A 3 minutes read, written by Terry
July 30, 2015
I was recently tasked with building an online gallery for a client, which also needed to allow users to filter data based on various criteria. It sounded easy enough, but the data for this gallery would be in the Solr search appliance for the site.
The project was a lot of fun but posed a few struggles for a newb like me.
Solr is an open-source Search Appliance built on Apache Lucene™. Once the website’s data has been indexed into a Solr collection, developers can add search functionality to a website, as well as execute queries on it like a database.
The next few paragraphs are going to describe how to group data, as well as examine a problem I encountered and finally, how I resolved it. Before proceeding, please note that all of the code examples in the schema.xml apply to Solr version 4.2. If you’re using a newer version, the code may be somewhat different, but the logic should be very similar.
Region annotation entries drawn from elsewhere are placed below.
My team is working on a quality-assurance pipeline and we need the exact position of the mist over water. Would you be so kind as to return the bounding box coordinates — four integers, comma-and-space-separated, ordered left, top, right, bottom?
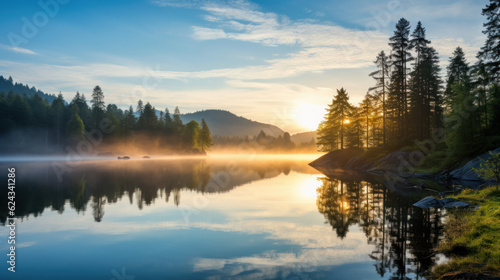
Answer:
0, 154, 444, 279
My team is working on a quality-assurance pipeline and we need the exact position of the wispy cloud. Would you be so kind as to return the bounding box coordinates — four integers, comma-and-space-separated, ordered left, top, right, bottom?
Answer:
154, 1, 480, 80
0, 44, 37, 55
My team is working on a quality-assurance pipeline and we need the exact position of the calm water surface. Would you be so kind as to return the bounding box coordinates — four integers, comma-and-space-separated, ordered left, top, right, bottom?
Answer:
0, 156, 444, 280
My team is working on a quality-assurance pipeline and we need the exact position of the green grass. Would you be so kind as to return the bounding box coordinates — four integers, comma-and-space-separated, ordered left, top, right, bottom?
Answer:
433, 187, 500, 279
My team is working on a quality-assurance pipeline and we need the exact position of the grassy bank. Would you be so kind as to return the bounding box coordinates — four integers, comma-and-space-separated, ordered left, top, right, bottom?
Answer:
433, 187, 500, 279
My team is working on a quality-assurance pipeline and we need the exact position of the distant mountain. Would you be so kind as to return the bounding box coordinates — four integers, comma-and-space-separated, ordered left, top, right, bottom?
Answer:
290, 131, 316, 144
181, 110, 285, 137
134, 109, 286, 137
0, 75, 57, 104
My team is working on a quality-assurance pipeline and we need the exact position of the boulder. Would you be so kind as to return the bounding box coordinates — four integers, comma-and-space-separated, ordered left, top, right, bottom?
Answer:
450, 148, 500, 181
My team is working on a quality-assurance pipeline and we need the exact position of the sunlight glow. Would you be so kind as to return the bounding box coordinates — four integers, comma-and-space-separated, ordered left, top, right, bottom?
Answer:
294, 103, 325, 131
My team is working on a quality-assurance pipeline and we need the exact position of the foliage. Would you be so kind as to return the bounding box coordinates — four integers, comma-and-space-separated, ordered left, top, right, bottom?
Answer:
473, 152, 500, 188
433, 187, 500, 278
0, 83, 211, 153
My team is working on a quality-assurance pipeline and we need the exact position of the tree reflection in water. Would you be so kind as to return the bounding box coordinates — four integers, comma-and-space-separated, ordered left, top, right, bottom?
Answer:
316, 177, 444, 279
0, 159, 308, 225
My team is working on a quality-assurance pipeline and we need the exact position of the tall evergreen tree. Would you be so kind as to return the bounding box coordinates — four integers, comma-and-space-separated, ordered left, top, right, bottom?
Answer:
90, 86, 106, 127
317, 88, 353, 152
198, 119, 213, 152
445, 47, 470, 105
369, 51, 391, 144
389, 18, 413, 138
137, 102, 158, 130
479, 0, 500, 81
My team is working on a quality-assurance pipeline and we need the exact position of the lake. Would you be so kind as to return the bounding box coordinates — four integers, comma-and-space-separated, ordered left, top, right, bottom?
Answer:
0, 155, 445, 280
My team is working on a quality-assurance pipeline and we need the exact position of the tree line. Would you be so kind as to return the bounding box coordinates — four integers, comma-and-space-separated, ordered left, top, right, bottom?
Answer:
0, 86, 213, 153
317, 0, 500, 164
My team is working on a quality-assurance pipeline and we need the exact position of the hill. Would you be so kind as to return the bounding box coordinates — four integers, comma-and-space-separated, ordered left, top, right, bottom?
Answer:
0, 75, 57, 104
291, 131, 316, 144
181, 110, 285, 137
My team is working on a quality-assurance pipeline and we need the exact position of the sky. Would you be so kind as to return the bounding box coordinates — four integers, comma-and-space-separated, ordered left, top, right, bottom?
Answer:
0, 0, 488, 133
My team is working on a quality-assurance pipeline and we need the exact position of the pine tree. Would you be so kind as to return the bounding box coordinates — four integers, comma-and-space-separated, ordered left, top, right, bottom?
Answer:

In SQL we can simply write Group By columnName and it’s done. With Solr it wasn’t so simple.
To return grouped data from a Solr query (in my case, a field called “category1”), there are two parameters we need to set.
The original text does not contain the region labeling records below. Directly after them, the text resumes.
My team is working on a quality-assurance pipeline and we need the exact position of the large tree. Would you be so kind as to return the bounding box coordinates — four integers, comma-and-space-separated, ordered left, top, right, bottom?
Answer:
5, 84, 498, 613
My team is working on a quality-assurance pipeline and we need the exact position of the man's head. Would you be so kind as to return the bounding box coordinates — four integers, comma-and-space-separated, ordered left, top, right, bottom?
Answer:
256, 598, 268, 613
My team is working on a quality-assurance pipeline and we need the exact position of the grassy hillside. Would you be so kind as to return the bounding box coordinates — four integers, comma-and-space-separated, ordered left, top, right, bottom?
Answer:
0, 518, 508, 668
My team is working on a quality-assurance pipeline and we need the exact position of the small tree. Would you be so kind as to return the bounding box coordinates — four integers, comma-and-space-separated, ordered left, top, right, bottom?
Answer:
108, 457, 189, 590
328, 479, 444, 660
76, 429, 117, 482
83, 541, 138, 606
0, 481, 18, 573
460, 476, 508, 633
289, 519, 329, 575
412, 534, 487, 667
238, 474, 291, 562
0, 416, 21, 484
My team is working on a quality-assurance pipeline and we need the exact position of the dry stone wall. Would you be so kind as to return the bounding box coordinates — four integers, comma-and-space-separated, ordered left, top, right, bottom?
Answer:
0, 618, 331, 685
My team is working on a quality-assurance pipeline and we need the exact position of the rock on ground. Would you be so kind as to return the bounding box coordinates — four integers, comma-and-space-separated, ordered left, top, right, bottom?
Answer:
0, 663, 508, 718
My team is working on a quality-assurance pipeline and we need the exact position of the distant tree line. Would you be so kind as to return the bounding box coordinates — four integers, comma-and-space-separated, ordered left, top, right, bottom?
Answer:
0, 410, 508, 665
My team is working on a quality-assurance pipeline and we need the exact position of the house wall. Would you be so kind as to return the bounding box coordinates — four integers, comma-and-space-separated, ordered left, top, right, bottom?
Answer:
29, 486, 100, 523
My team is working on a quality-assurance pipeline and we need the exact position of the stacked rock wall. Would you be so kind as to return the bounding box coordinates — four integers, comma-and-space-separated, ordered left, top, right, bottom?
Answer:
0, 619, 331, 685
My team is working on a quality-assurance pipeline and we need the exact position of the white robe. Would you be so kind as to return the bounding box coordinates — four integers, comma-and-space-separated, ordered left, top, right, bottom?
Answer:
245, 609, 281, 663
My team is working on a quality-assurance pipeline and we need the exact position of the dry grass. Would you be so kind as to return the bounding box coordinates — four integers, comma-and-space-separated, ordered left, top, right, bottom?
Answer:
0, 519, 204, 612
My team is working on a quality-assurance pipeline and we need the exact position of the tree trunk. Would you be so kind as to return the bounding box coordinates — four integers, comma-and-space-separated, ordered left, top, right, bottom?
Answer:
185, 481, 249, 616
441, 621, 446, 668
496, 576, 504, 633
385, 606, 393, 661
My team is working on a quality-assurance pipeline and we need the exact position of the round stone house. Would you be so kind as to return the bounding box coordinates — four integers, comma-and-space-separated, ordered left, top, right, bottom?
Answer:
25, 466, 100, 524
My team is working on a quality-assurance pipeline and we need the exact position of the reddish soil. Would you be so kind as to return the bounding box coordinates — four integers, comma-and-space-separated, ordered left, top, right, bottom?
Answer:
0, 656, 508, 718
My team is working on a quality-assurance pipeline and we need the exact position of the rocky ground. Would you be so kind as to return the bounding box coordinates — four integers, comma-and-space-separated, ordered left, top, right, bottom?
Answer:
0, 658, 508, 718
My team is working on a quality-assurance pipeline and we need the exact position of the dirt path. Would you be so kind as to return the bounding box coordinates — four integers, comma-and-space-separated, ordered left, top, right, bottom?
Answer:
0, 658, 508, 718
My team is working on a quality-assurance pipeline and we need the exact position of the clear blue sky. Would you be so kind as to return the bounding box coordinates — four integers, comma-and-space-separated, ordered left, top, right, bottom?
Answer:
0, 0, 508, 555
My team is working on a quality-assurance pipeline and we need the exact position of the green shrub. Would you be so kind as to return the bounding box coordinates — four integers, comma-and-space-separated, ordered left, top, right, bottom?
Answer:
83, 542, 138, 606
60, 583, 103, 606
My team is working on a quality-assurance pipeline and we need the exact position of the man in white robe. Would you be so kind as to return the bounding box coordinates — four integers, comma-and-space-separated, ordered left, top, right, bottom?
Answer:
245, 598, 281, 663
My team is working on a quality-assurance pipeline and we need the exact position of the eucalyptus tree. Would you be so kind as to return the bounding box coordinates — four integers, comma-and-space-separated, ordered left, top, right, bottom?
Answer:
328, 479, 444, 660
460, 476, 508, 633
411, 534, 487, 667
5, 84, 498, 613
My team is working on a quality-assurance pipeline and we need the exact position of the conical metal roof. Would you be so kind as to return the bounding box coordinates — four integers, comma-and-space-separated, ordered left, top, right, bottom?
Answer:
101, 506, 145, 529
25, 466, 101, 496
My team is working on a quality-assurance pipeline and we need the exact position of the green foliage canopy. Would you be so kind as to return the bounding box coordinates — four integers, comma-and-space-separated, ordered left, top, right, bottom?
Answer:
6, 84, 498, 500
You can use the “fl” parameter to select which fields you’d like returned.
To do this via the Solr interface you have to populate those fields via the Raw Query Parameters field:
If we are directly accessing our Solr appliance with a URL string, our URL would look something like this:
http://localhost:8983/solr/my-collection/select?q=*%3A*&fl=category1%2Ctitle&wt=json&indent=true&group=true&group.field=category1
If you are using the Apache_Solr_Service
, your code would look something like this:
$collection_path = “/solr/my-collection”; $solr = new Apache_Solr_Service(SOLR_IP, SOLR_PORT,$collection_path); $query = "*"; $start = 0; $num_rows = 1000; $additionalParameters = array( 'fl'=>’title, category1’, 'group.field'=>’’category1”, 'group'=>"true" ); if (get_magic_quotes_gpc() === 1) { $query = stripslashes($query); } $output = $solr->search($query, $start, $num_rows, $additionalParameters);
I encountered one major issue when grouping data. Depending on the type of field you’re using, Solr will tokenize the content of that field. You can learn more about tokenizers here.
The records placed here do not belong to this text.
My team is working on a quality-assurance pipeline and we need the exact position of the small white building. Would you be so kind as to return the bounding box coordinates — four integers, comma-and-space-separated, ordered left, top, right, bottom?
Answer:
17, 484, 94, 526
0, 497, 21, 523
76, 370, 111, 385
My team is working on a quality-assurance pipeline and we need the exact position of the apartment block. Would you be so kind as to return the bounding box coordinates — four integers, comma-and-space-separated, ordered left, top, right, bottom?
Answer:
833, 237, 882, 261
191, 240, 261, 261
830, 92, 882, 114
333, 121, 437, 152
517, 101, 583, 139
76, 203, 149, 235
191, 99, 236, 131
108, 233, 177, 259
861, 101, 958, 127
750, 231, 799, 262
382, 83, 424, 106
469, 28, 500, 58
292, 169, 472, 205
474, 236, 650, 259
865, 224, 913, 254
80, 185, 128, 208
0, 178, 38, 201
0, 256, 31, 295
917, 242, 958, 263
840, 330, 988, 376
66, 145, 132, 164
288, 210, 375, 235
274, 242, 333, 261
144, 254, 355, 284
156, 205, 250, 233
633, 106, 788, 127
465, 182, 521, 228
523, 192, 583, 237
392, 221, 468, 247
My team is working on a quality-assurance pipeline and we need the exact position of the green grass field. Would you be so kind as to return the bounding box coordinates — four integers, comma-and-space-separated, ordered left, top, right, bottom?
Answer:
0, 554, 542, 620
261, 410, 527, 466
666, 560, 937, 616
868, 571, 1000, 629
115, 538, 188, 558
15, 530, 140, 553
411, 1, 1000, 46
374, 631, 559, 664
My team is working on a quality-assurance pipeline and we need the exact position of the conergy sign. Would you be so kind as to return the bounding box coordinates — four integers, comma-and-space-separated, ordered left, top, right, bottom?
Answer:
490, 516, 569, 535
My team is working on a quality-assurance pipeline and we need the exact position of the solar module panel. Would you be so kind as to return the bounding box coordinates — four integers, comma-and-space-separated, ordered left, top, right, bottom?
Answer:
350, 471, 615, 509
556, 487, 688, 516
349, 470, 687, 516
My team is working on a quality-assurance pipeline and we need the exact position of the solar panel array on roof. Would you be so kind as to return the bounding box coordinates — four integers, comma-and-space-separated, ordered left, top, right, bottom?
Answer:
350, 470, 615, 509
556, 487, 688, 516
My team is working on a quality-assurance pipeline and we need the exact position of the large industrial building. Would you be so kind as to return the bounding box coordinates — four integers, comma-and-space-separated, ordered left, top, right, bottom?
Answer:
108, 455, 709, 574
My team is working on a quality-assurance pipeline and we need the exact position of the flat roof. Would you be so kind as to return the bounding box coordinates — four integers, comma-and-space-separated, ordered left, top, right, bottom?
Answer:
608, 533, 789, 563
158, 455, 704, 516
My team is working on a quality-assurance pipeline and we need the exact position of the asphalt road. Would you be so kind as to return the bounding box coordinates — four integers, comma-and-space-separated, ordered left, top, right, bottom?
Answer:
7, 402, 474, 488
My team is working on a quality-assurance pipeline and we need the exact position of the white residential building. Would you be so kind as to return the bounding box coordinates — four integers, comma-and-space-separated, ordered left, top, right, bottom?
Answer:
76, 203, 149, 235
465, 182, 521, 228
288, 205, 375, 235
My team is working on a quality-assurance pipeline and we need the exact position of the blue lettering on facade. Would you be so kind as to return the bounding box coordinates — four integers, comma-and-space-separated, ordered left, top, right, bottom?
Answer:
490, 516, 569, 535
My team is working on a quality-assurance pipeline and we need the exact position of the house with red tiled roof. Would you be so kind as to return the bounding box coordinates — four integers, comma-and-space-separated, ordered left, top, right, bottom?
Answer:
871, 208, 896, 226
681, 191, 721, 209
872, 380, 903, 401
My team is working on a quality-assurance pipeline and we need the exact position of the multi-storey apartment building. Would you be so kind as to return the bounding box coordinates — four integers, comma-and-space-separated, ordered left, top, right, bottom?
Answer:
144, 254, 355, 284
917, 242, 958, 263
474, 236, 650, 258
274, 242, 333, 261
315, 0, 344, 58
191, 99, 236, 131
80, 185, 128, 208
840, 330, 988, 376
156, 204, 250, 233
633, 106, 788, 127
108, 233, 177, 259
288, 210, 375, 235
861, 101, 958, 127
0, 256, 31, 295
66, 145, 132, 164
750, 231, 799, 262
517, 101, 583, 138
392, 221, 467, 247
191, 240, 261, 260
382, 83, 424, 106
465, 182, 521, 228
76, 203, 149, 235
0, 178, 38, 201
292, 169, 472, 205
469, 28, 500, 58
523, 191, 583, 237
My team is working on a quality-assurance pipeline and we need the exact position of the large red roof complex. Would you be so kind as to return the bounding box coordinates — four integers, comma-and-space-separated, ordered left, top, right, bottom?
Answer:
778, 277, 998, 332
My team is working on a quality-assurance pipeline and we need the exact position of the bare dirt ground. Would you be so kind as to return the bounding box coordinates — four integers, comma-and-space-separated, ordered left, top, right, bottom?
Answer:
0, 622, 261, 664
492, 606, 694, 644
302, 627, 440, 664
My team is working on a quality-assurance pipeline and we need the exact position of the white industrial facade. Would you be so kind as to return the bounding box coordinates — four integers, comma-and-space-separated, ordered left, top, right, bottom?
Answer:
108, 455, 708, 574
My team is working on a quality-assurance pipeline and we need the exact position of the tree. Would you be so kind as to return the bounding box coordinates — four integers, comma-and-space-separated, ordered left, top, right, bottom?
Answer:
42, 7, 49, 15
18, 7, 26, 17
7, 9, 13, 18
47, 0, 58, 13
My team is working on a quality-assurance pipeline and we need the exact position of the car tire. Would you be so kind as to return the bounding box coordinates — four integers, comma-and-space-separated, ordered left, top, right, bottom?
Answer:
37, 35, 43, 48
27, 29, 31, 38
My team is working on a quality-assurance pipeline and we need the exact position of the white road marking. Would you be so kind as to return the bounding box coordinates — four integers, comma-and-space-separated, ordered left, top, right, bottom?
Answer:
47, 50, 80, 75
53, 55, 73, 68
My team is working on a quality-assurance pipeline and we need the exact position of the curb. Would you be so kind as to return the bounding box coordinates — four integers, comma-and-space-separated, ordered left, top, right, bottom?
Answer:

This is where you will have to revisit your schema.xml.
In my schema, my category1 field is a “text_general
” field type. The “text_general
” field type was being tokenized using the solr.StandardTokenizerFactory
class.
This class splits the text field into tokens, treating whitespace and punctuation as delimiters.
<field name="category1" type="text_general" indexed="true" stored="true"/> <fieldType name="text_general" class="solr.TextField" positionIncrementGap="100"> <analyzer type="index"> <tokenizer class="solr.StandardTokenizerFactory"/> <filter class="solr.StopFilterFactory" ignoreCase="true" words="stopwords.txt" enablePositionIncrements="true" /> <!-- in this example, we will only use synonyms at query time <filter class="solr.SynonymFilterFactory" synonyms="index_synonyms.txt" ignoreCase="true" expand="false"/> --> <filter class="solr.LowerCaseFilterFactory"/> </analyzer> <analyzer type="query"> <tokenizer class="solr.StandardTokenizerFactory"/> <filter class="solr.StopFilterFactory" ignoreCase="true" words="stopwords.txt" enablePositionIncrements="true" /> <filter class="solr.SynonymFilterFactory" synonyms="synonyms.txt" ignoreCase="true" expand="true"/> <filter class="solr.LowerCaseFilterFactory"/> </analyzer> </fieldType>
This caused a few issues with grouping:
Obviously, this was a problem. I couldn’t just change the field because the tokenized fields allow for more efficient and accurate indexing and searching.
After doing a bit of research I discovered that the solution was actually pretty simple. I needed to create an additional field that would not be tokenized by Solr and then copy the value from my original field into that new field. Then I could use this new field for grouping.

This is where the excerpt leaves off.